The power of this analogy is twofold. First it attempts to explain that the child’s death is not an arbitrary or needless or unnecessary event—that there is a divine wisdom in what they perceive to be blatant injustice or the apparent “wrath” of the gardener. Though we should note here, as other Baha’i teachings likewise confirm, that the nature of this wisdom will most probably remain veiled to the parents during this life. In fact, in one discussion Baha’u’llah notes that among those things we cannot understand in this life are, first, the suffering of the innocent, and, second, where God’s will ends and our own begins.
Secondly, the image of the gardener explains that there is not only a hidden justice in this seeming injustice, but that there is a very specific purpose involved. Somehow, the Baha’i teachings reassure us, this act will redound to the benefit of the youth and enable him to “bear fruit”—to make the most of the nascent capacity with which he has been endowed, something that could not have occurred in any other way. Had the youthful plant been made to remain in association with an earthly form, the development of the soul would have become hindered and root-bound.
Abdu’l-Baha’s major point here, I sense, is that this “hidden secret,” which the Gardener alone is presently privy to comprehending, not only enables justice; it also brings about a bounty for the youth that otherwise would not have been possible, or at least would not have been accomplished as well. In short, this theory is not merely asserting that God can redeem this misfortune or make something good come from a tragic circumstance.

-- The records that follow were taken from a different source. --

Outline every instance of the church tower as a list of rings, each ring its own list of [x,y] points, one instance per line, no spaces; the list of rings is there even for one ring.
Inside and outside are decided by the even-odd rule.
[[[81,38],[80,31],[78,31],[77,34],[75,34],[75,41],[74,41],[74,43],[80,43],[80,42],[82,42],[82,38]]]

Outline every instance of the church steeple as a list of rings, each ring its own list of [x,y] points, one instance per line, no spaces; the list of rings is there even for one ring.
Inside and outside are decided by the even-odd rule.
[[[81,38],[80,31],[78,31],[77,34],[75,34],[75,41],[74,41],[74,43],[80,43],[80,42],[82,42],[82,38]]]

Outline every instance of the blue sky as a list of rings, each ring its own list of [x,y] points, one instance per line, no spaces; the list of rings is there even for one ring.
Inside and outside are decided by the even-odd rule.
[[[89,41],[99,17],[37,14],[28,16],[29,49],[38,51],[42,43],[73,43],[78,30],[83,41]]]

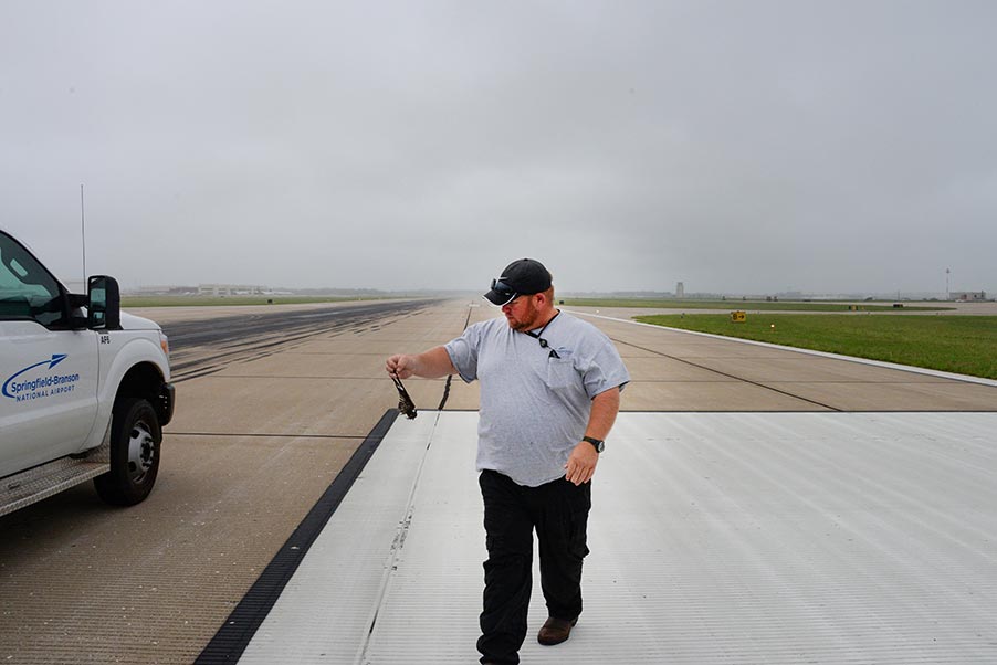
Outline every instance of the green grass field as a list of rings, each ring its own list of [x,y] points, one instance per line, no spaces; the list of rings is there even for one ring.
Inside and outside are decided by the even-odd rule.
[[[997,379],[997,316],[730,314],[637,320],[772,344]]]
[[[849,312],[849,307],[858,307],[861,312],[896,312],[893,304],[883,305],[877,303],[833,303],[829,300],[802,302],[802,300],[653,300],[641,298],[564,298],[565,305],[575,307],[644,307],[655,309],[751,309],[754,312]],[[903,312],[942,312],[953,307],[910,306],[904,305]]]

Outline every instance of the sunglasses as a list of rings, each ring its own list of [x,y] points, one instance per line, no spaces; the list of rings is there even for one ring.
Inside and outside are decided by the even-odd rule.
[[[516,292],[515,288],[502,281],[502,277],[492,279],[492,291],[497,293],[503,298],[508,298],[504,303],[498,304],[498,307],[508,305],[520,296],[518,292]]]
[[[405,413],[405,416],[409,420],[413,420],[418,415],[416,413],[416,402],[412,401],[409,392],[401,384],[401,379],[398,377],[391,377],[391,379],[395,381],[395,388],[398,389],[398,410]]]

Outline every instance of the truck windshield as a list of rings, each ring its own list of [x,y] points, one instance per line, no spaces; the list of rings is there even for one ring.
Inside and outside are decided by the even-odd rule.
[[[0,319],[52,326],[62,318],[59,283],[24,247],[0,233]]]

He is asserting forthrightly that could the parents but understand the divine wisdom in this event, as they will be able to do in the continuation of their lives in the spiritual realm, they would appreciate that this was not “unfortunate” at all, but the best of all possible choices and outcomes for the ultimate destiny of the child.

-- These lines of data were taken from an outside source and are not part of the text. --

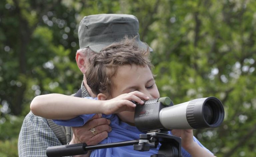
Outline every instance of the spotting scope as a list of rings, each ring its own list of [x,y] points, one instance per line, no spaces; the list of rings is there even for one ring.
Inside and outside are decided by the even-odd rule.
[[[221,102],[212,96],[174,105],[169,97],[136,103],[134,122],[142,132],[203,129],[219,126],[224,119]]]

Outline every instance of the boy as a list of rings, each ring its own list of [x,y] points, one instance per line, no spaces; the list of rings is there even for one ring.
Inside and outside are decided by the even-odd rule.
[[[131,101],[143,104],[142,100],[160,97],[149,54],[148,49],[139,49],[134,39],[126,38],[113,44],[91,58],[85,73],[87,84],[97,95],[95,100],[57,94],[40,95],[31,102],[31,111],[36,115],[58,119],[55,120],[58,124],[72,126],[82,126],[94,114],[103,113],[111,120],[112,129],[100,143],[137,139],[143,133],[134,126],[136,105]],[[99,128],[92,129],[97,135]],[[172,132],[182,139],[184,156],[214,156],[193,137],[192,130]],[[157,153],[159,146],[146,152],[135,151],[132,146],[96,150],[91,155],[150,156]]]

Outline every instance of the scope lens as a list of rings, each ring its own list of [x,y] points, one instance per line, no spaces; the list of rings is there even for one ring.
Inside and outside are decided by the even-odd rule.
[[[213,106],[212,102],[210,101],[207,102],[204,104],[203,108],[204,119],[210,125],[213,124],[214,123],[217,113],[216,112],[215,112],[216,111],[214,109],[214,106]]]

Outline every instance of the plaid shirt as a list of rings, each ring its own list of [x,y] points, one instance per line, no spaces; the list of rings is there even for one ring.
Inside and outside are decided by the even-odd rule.
[[[81,88],[82,97],[90,96],[82,82]],[[29,112],[24,119],[19,136],[19,156],[47,156],[47,147],[60,145],[46,119]]]

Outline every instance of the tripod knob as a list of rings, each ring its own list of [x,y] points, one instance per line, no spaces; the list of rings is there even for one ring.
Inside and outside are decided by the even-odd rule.
[[[148,151],[150,148],[149,146],[145,145],[143,142],[140,142],[138,144],[133,145],[133,149],[140,152]]]

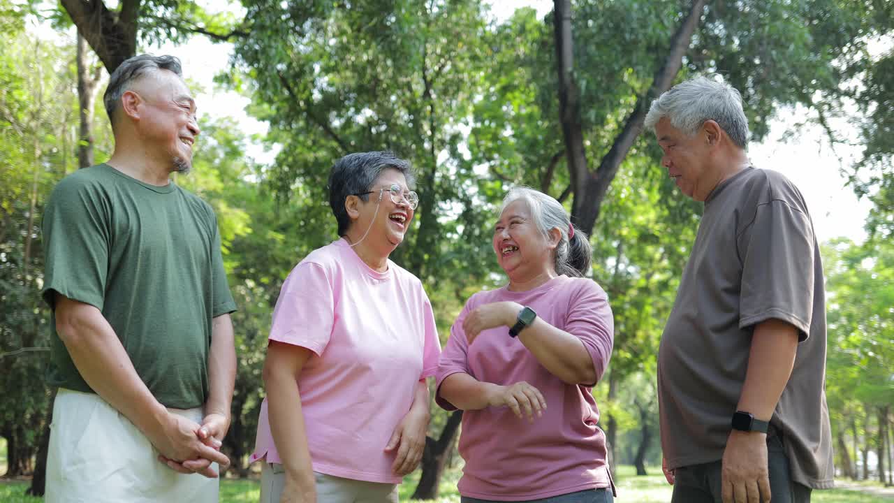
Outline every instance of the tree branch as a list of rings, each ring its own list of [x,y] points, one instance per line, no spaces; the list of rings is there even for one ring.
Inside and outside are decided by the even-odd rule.
[[[347,143],[345,143],[339,137],[339,135],[333,130],[332,126],[326,124],[325,121],[314,115],[314,114],[310,112],[309,108],[305,107],[302,109],[301,107],[299,107],[299,102],[300,100],[295,94],[295,91],[292,90],[291,84],[289,83],[289,80],[285,78],[285,75],[283,74],[283,72],[276,72],[276,74],[279,76],[280,82],[283,84],[283,89],[284,89],[286,92],[289,93],[289,96],[291,97],[291,103],[293,103],[295,107],[299,107],[299,110],[303,112],[304,115],[307,115],[311,122],[320,126],[320,129],[322,129],[324,132],[325,132],[330,138],[332,138],[333,141],[338,143],[338,146],[342,149],[342,153],[347,154],[349,151]]]

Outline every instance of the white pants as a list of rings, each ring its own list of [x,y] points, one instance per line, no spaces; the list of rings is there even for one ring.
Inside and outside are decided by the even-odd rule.
[[[200,408],[168,410],[202,422]],[[98,395],[59,388],[45,502],[216,503],[217,479],[178,473],[157,456],[148,439]]]
[[[262,461],[261,503],[279,503],[285,471],[278,463]],[[343,479],[314,472],[319,503],[398,503],[397,484]]]

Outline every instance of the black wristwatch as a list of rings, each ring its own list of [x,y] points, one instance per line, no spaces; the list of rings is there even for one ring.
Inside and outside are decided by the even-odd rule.
[[[769,425],[769,422],[755,419],[755,416],[750,413],[736,411],[736,413],[732,414],[733,430],[738,430],[739,431],[760,431],[761,433],[766,433],[767,426]]]
[[[515,322],[515,325],[509,329],[509,336],[510,337],[517,337],[519,332],[525,329],[525,328],[534,323],[534,319],[537,317],[537,313],[534,312],[534,310],[525,306],[521,309],[519,313],[519,320]]]

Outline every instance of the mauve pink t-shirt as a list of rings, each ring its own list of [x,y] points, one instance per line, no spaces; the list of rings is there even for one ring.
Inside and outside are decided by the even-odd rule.
[[[467,342],[462,330],[466,315],[482,304],[502,301],[528,306],[547,323],[579,337],[593,359],[597,380],[611,355],[611,309],[605,292],[591,279],[560,276],[527,292],[502,287],[472,295],[451,329],[437,386],[458,372],[503,386],[524,380],[543,393],[546,410],[533,423],[505,406],[466,411],[460,436],[460,454],[466,460],[460,494],[519,501],[611,487],[605,434],[596,426],[599,410],[591,387],[562,382],[510,337],[506,327],[481,332],[471,345]],[[435,396],[442,407],[455,409],[440,389]]]
[[[413,403],[416,383],[434,374],[441,345],[422,283],[388,260],[379,273],[340,239],[289,274],[270,340],[314,354],[298,378],[315,472],[399,483],[396,450],[384,451]],[[261,405],[251,461],[281,463]]]

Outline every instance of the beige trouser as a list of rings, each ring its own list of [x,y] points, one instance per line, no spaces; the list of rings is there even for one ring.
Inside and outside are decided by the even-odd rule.
[[[367,482],[314,472],[318,503],[398,503],[397,484]],[[279,503],[285,472],[278,463],[261,467],[261,502]]]
[[[202,422],[200,408],[168,410]],[[148,439],[97,395],[60,388],[50,428],[46,503],[217,502],[217,479],[159,462]]]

This is the exactly the sort of justice I had in mind in my early youth, exactly what I meant when I invented the first law of thermodynamics, even though I did not at the time realize that Gottfried Leibniz had posited the very same theory in the 17th century—that everything turns out for the best. Of course, it is a pretty inescapable conclusion for anyone who believes in God. If God is, and if God is the way He is commonly portrayed (completely loving, forgiving, all-powerful, all-knowing) then how could it be otherwise? There has to be justice in the long run, however veiled from us it may temporarily be.